Anyway King Henley II was probably the pick of the crop on last year’s announcement, (though I would suggest The Village, The Unreturning and Equus, which is transferring to Trafalgar Studios and deserves your attention, all turned out to be better), on the strength of Mr Wilson’s reputation, the generous support of Mr Wilson’s widow Constanaza Romero, and the casting of Lenny Henry. As I know from Fences, Othello and The Resistible Rise of Arturo Ui, our Lenny is a magnetic stage presence and packs an emotional acting punch. In some ways he is almost too big a character. However here, in the role of Elmore, he takes something of, well I hesitate to call it a back seat, but he is not the linch-pin of the action. That role belongs to Aaron Pierre who plays the eponymous title character, and he is, properly, awesome.

Mr Pierre hails from Lewisham, where he went to the local college, before getting into LAMDA. His professional debut was as Cassio in last year’s Othello which marked Sir Mark Rylance’s return to the Globe. He’s done a bit of telly as well, (he will appear in Barry Jenkins’s The Underground Railway on Amazon), but this is this first stage lead. He will be a big star no doubt. And, just to be clear, he doesn’t play for Shrewsbury Town.

King Hedley II is an ex-con who returns to his childhood home after serving seven years for murder but is having difficulty adjusting back to life. He wants to provide for wife Tonya (Cherrelle Skeete) and start a family but employment proves elusive, this being 1985 in Reagan’s America/ So he conjures up a plan with his upbeat best mate Mister (Dexter Flanders) to sell knock-off refrigerators to the local community. Once they have saved enough they will then set up a video store. The plan, you will not be surprised to learn, doesn’t come off. King Hedley and Tonya share the house with Ruby. Hedley’s mother, though the relationship between mother and son is fractured. Ruby left Hedley to pursue a singing career so that he was brought up by his aunt, whose house this was, and is angry that she has returned to claim the house after his aunt died. Stool Pigeon (Leo Wringer), who is something of a fire and brimstone prophet, lives next door and, whilst we never see her, the death of Aunt Ester (“a washer of souls”), who appears in other plays in the Cycle, hangs heavy over the action. Many of the characters here first appear in Seven Guitars the play which premiered before KHII, in 1995, which is set in the 1940’s.
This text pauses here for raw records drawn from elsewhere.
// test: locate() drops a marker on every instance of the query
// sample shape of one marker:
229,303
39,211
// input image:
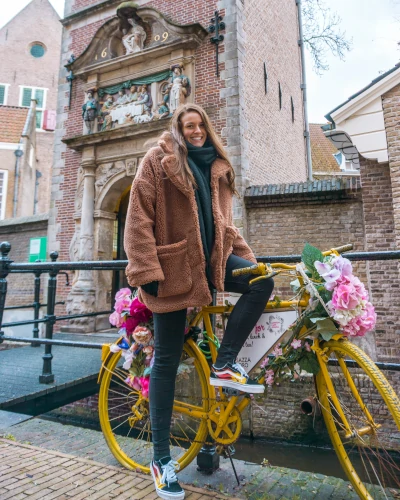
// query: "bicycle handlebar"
262,270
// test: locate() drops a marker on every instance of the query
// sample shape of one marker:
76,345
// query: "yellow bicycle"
360,408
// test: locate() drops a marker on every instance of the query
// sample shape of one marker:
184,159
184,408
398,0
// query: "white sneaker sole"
165,494
253,389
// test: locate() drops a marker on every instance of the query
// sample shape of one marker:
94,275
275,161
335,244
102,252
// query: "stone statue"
145,99
133,95
105,113
89,111
122,99
133,40
180,87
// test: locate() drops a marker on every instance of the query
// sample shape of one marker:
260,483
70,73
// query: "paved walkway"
257,482
37,474
20,369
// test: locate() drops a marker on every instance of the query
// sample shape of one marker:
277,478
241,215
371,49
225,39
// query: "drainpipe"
18,153
303,87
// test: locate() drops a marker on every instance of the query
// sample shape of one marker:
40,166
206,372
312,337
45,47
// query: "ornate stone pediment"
133,34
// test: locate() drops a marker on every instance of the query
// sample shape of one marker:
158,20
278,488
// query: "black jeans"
169,332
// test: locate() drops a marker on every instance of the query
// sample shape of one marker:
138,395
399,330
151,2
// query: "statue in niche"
133,95
106,113
180,87
122,99
133,39
90,111
145,99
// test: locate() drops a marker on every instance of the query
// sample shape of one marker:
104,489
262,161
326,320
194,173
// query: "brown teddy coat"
162,234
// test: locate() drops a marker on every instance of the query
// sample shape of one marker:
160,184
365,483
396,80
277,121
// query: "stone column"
82,298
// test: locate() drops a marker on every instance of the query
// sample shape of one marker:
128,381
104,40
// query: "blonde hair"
180,149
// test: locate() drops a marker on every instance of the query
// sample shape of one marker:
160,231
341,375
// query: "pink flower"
122,304
140,311
277,351
343,265
145,383
142,335
269,377
345,297
133,382
296,344
123,293
115,319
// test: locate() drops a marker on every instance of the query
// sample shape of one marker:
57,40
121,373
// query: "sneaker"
165,480
235,376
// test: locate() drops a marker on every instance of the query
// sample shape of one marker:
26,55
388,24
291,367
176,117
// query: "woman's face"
193,128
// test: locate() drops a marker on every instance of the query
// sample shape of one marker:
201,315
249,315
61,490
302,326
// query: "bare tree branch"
322,34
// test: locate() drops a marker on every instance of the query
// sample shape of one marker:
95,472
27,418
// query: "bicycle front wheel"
125,417
362,415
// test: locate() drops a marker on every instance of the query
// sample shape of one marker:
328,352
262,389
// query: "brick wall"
20,68
383,276
275,144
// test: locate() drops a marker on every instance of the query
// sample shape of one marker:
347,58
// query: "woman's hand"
151,288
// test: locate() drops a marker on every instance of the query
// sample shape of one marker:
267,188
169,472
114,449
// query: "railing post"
47,376
36,306
5,262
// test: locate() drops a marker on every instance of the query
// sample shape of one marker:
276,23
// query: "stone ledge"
316,190
79,142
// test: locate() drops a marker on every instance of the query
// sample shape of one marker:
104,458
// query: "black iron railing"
54,268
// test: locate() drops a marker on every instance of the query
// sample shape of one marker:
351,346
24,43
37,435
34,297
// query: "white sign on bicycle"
269,328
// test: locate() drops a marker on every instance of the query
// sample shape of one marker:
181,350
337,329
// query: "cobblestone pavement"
37,474
257,482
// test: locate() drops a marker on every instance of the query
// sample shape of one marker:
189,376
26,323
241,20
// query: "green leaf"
295,285
309,256
309,363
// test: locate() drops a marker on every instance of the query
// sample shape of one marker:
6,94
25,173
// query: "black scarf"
200,160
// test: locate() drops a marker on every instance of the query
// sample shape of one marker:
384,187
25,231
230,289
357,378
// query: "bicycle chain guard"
226,433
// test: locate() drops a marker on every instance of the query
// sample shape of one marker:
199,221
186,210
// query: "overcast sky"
374,26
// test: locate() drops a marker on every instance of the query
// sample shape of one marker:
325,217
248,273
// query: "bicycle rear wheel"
125,418
370,451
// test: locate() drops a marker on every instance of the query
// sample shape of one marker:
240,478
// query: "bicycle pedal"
231,392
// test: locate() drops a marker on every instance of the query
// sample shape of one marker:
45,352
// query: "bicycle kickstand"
228,451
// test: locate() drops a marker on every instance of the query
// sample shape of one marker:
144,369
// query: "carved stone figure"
89,111
133,95
122,99
133,40
145,99
106,113
180,87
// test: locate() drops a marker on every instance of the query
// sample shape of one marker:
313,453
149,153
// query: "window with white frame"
3,192
3,93
29,93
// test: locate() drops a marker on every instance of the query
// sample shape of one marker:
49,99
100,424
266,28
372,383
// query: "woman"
181,242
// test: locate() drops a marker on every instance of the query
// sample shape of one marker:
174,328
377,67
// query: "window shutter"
39,119
26,97
39,94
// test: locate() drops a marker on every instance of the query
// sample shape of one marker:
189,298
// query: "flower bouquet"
136,325
339,304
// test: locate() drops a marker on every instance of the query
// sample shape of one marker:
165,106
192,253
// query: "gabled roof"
12,123
376,82
322,151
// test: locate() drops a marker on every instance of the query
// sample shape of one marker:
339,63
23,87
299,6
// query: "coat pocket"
174,261
230,235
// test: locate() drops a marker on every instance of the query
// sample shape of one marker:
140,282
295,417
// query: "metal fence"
54,268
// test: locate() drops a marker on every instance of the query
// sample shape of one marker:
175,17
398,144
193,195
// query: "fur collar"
219,168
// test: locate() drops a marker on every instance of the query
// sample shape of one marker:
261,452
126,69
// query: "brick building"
30,45
255,104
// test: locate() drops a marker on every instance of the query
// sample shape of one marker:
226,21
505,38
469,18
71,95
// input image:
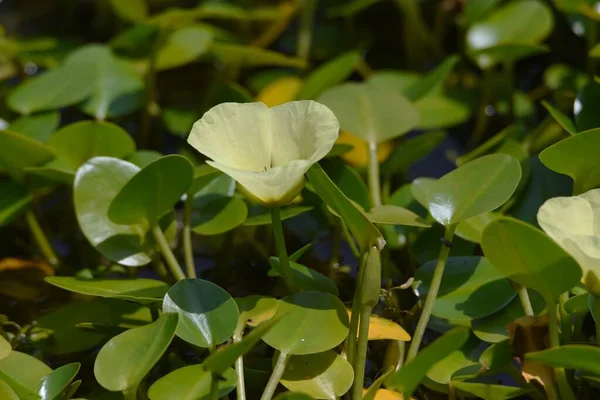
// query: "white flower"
267,151
574,223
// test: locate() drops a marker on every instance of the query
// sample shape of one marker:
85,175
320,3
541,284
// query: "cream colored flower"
574,223
267,151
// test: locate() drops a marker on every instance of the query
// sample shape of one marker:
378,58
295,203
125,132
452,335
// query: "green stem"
524,298
597,318
188,250
239,369
373,171
288,276
275,376
41,239
361,352
434,287
168,255
564,389
307,17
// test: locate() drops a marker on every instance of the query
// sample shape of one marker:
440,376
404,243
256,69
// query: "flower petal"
237,135
302,130
276,186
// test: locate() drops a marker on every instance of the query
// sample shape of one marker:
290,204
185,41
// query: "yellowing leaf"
358,155
280,91
384,329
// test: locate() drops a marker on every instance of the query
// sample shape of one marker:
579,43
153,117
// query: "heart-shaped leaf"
152,192
474,188
125,360
471,288
576,157
208,314
191,383
138,289
96,184
320,375
313,322
370,112
527,256
408,378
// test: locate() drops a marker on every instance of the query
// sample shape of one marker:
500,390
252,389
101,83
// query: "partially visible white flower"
267,151
574,223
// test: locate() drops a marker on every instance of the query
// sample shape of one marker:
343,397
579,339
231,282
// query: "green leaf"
118,87
191,383
96,184
395,215
527,256
264,217
219,215
18,152
563,120
411,151
423,86
526,22
208,314
54,385
152,192
305,278
130,10
14,200
219,361
249,56
184,46
492,329
37,126
138,289
313,322
473,189
363,230
125,360
490,392
408,378
571,356
327,75
471,288
576,157
63,335
22,373
370,112
323,375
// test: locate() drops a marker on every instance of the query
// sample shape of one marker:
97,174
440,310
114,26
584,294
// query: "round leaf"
125,360
473,189
370,112
527,256
208,314
96,184
471,288
152,192
139,289
313,322
191,383
322,375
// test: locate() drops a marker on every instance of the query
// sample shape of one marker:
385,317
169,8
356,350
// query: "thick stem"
288,276
524,298
168,255
239,369
566,393
373,170
41,239
188,250
275,376
432,293
361,353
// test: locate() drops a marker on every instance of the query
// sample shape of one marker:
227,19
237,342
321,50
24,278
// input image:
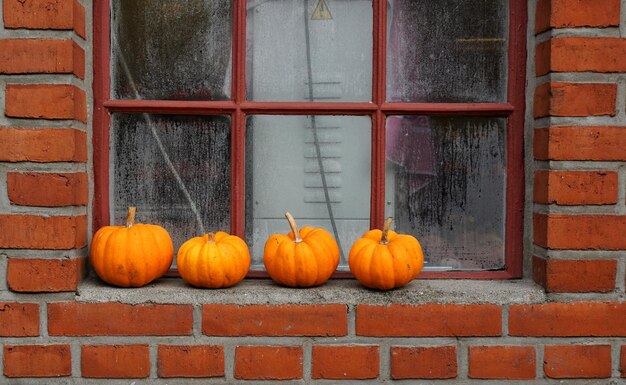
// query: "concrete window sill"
345,291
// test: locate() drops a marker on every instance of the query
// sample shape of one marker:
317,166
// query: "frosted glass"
285,167
174,49
447,51
449,188
175,169
322,55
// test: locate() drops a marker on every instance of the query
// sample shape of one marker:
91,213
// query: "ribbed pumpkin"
302,258
213,260
132,255
384,259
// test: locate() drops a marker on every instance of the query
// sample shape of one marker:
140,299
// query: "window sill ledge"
345,291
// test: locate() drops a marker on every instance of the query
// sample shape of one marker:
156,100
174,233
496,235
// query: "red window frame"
378,109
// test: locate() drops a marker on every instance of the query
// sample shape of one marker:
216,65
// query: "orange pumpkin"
213,260
301,258
384,259
132,255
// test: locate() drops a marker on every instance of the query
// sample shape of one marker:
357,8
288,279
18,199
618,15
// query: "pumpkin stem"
294,227
386,226
130,218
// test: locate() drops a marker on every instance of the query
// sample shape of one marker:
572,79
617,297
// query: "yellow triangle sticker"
321,11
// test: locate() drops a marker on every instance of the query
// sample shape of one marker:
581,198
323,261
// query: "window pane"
175,49
449,188
175,169
447,51
336,63
317,168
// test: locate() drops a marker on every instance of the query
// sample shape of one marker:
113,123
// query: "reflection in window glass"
175,49
449,188
316,167
324,55
451,51
175,169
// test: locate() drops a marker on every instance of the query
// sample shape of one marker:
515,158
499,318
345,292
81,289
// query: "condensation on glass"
174,169
449,182
174,49
447,51
318,168
299,52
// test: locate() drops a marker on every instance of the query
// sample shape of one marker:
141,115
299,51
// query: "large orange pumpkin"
384,259
301,258
132,255
213,260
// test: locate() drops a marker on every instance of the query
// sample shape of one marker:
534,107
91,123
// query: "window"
217,114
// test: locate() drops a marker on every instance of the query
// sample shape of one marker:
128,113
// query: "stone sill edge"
343,291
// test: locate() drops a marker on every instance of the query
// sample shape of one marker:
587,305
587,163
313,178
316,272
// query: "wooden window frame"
378,109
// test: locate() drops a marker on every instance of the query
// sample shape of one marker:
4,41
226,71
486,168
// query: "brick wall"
53,332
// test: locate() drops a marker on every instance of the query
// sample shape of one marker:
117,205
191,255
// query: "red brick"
575,99
116,319
577,361
622,365
46,101
582,232
542,58
502,362
580,143
36,232
345,362
37,361
436,320
78,19
44,14
45,275
61,189
19,319
275,320
576,187
586,54
115,361
576,13
268,362
574,319
190,361
576,276
42,145
438,362
25,56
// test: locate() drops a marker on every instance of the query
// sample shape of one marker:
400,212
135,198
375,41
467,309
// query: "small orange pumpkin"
384,259
214,260
302,258
132,255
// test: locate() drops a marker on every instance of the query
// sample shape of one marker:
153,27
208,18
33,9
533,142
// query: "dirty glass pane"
447,51
175,169
316,167
175,49
449,177
322,55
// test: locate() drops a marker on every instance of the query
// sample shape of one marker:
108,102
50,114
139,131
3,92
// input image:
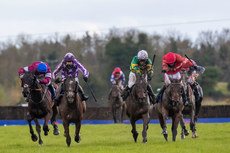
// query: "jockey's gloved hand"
138,73
150,75
57,80
21,76
38,80
85,78
195,67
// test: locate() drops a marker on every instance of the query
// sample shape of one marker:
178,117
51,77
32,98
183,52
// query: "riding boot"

The opening act is not all doom and gloom, there’s plenty of bantz, but Hedley’s anger at the cards that life has dealt him, as he slouches in his chair in the yard, fiddles with his gun and tries to plant some seeds, is palpable. Into this volatile mix comes Elmore, Lenny Henry’s character, an ex-lover of Ruby and a hustler and chancer with a natty (if you like 70’s suits) dress sense. Hedley, as we find out, has good reason to resent Elmore and tensions build.

There are several strands to the story and Mr Wilson and Ms Fall are determined to give them all a fair hearing which does mean the play drags a little before it all comes together. The ending aims at tragedy but doesn’t quite scale the heights of the Greeks or Arthur Miller. Fate, male violence, the impact of the past on the present, the crushing of hope brought on by Reaganomics, individual responsibility, all are themes which are rehearsed in some often wordy monologues. Peter McKintosh’s set is a faithful retention of the brownstone terrace but there is little therefore to distract the eye. Howard Harrison’s lighting is a treat and there are a few, though maybe not enough, musical distractions, alongside Christopher Shutt’s electronic sound design.